Question:
You're given the parallelogram $ABCD$ shown below, with vertices at $A(2,3)$, $B(12, 9)$, $C(14, 17)$, $D(4,11)$. And you want to determine the ellipse that is tangent to all four sides of the parallelogram, such that its major or minor axis is at an angle $+30^\circ$ with positive $x$ axis. To determine the ellipse, find its algebraic equation, or find its major and minor semi-axes, and their inclination angle from the positive $x$ axis.
Remarks:
From symmetry, it follows that the center of the ellipse is the center of the parallelogram.
The gradient of the ellipse (the normal vector) is pointing in the outward direction at the points of contact with the sides of the parallelogram.

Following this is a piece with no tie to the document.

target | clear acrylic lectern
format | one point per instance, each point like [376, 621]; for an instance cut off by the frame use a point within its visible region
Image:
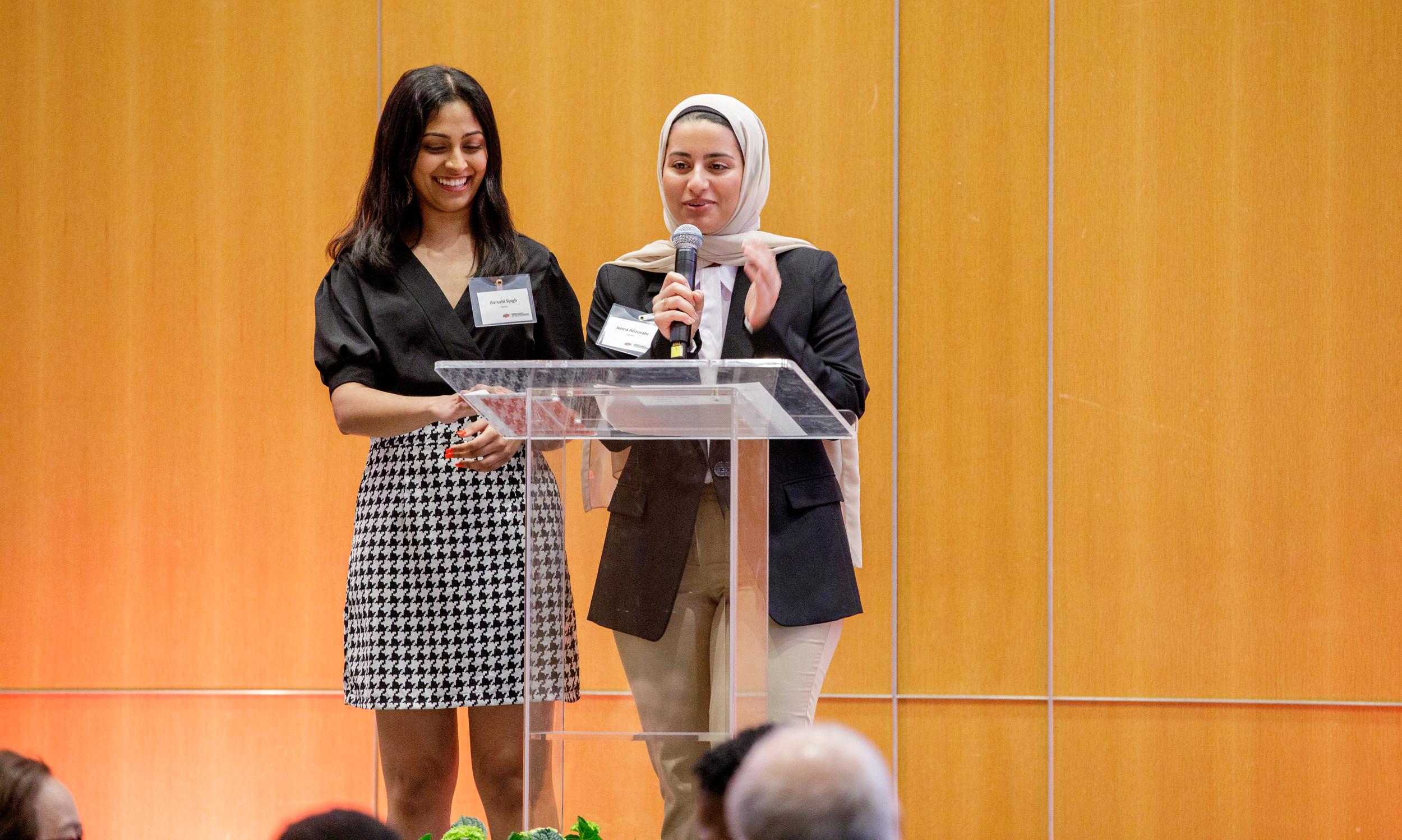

I'll propose instead a ruler-and-compass construction, because it's fairly easy. Let then $ABCD$ be the given parallelogram, $O$ its center, and $OE$ the given major axis, intersecting side $BC$ at $E$ (see figure below).

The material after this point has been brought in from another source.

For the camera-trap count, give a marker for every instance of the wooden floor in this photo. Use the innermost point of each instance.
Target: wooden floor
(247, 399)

Construct the bisector of $\angle BCD$, intersecting the major axis at $H$, and line $CI\perp CH$, intersecting the major axis at $I$. Draw circle $HCI$ and construct from $O$ a tangent $OK$ to this circle. Construct then on the major axis points $M$ and $N$ such that $OM=ON=OK$. Points $M$ and $N$ are the foci of the ellipse.
To find one of the contact points we can then construct $M'$ reflecting $M$ about line $CD$: the intersection $P$ between $M'N$ and $CD$ is a contact point. Having the foci and a point, the ellipse is completely determined and it's easy to find its vertices, if wanted.
I have no time now to explain why this construction works, I'll probably add something later on.